As of 9 May 2012 there are 237 post-war listed buildings in Scotland. Broken down by category there are 45 Cat A, 144 Cat B and 48 Cat C(S).
Listing is intended to recognise the special interest of Scotland's built heritage and to prevent unthinking change. Any building or man-made structure can be considered for listing. Buildings erected after 1945 may merit listing if their special interest is of definite architectural quality. The listing of buildings less than 30 years old requires exceptional rigour because there is not a long historical perspective and they will normally only be considered if they face immediate threat.
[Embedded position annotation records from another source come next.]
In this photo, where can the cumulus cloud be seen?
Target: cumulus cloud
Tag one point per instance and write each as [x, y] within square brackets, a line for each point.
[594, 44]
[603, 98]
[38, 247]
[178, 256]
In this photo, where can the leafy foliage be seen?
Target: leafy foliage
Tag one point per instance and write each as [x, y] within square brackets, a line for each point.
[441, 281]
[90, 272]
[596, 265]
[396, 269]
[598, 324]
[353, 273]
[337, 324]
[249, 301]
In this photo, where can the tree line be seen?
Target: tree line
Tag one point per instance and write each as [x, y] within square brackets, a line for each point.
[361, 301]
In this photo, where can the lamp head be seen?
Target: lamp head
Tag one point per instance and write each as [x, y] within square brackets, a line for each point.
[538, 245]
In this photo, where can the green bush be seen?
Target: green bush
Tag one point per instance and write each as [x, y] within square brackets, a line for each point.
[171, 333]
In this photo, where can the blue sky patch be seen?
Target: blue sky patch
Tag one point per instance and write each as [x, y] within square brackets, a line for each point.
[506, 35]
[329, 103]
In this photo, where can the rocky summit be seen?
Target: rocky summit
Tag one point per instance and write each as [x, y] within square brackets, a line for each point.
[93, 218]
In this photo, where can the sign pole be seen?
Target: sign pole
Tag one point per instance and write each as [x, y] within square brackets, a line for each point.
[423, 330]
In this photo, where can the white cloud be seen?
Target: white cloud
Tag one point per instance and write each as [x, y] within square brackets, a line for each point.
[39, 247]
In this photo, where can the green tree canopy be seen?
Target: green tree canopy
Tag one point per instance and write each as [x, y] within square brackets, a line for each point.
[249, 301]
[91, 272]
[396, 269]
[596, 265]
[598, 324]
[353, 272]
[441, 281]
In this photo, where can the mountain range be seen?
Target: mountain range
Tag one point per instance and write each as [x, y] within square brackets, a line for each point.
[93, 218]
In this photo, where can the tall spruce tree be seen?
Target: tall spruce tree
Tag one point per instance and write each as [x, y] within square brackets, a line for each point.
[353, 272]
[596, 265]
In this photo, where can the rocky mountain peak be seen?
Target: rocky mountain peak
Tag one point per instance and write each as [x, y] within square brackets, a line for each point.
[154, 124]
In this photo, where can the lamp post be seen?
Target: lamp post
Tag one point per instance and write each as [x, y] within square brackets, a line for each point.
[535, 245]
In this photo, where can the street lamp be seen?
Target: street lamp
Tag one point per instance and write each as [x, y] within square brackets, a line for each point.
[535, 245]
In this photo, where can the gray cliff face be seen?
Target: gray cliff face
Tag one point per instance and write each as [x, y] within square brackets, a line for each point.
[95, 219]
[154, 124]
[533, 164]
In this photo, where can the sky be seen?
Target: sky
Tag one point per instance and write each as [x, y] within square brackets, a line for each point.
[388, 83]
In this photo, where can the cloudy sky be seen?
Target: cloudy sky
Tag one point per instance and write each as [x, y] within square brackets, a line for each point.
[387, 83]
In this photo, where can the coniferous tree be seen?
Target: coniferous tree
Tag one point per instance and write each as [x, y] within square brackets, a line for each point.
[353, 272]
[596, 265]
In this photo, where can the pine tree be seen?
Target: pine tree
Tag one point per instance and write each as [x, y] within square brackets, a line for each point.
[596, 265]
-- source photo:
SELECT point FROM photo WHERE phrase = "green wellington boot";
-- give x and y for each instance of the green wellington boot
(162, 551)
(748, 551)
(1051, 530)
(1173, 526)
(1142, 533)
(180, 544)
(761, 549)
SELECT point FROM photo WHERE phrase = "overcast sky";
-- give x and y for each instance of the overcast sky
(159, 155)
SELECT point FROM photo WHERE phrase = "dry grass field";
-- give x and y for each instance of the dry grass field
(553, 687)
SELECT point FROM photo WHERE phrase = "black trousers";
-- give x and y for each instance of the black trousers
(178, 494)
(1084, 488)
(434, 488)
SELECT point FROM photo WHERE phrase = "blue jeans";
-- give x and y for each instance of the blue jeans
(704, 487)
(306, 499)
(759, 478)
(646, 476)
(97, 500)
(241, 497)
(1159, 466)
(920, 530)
The first lists of buildings of special architectural or historic interest in Glasgow were compiled in the late 1960s and early 1970s. In the 1980s all of its building stock was comprehensively resurveyed and at this time many of the prominent Victorian and Edwardian buildings were added to the lists, along with a handful of outstanding interwar buildings - many of which were begun before the Second World War and not completed until afterward. Unsurprisingly, it was not possible to recognise the best post-war buildings a mere decade or so after they were first erected, therefore an understanding of them has been built up gradually. In the mid-1990s, with the benefit of growing research into this area of study, post-war buildings have been suggested to Historic Scotland as individual listing proposals, or have been listed following reviews of the work of well-known architects, such as the practice of Gillespie, Kidd and Coia, or Sir Basil Spence and more recently as part of the reviews of significant estates such as the University of Glasgow and the University of Strathclyde.
There are 38 post-war listed buildings in Glasgow (6 Cat A, 28 Cat B, 4 Cat C(S)). This equates to almost 1/5th of the national total of post-war listed buildings.
Gillespie Kidd and Coia are represented the most in the post-war listed buildings currently found in Glasgow with 9 buildings included on the lists. Thomas Cordiner is the second most represented with 5 listed buildings. Both these practices worked extensively for the Glasgow Diocese and many of their listed buildings are churches.
The earliest listing of a post-war building in Glasgow dates to 1989.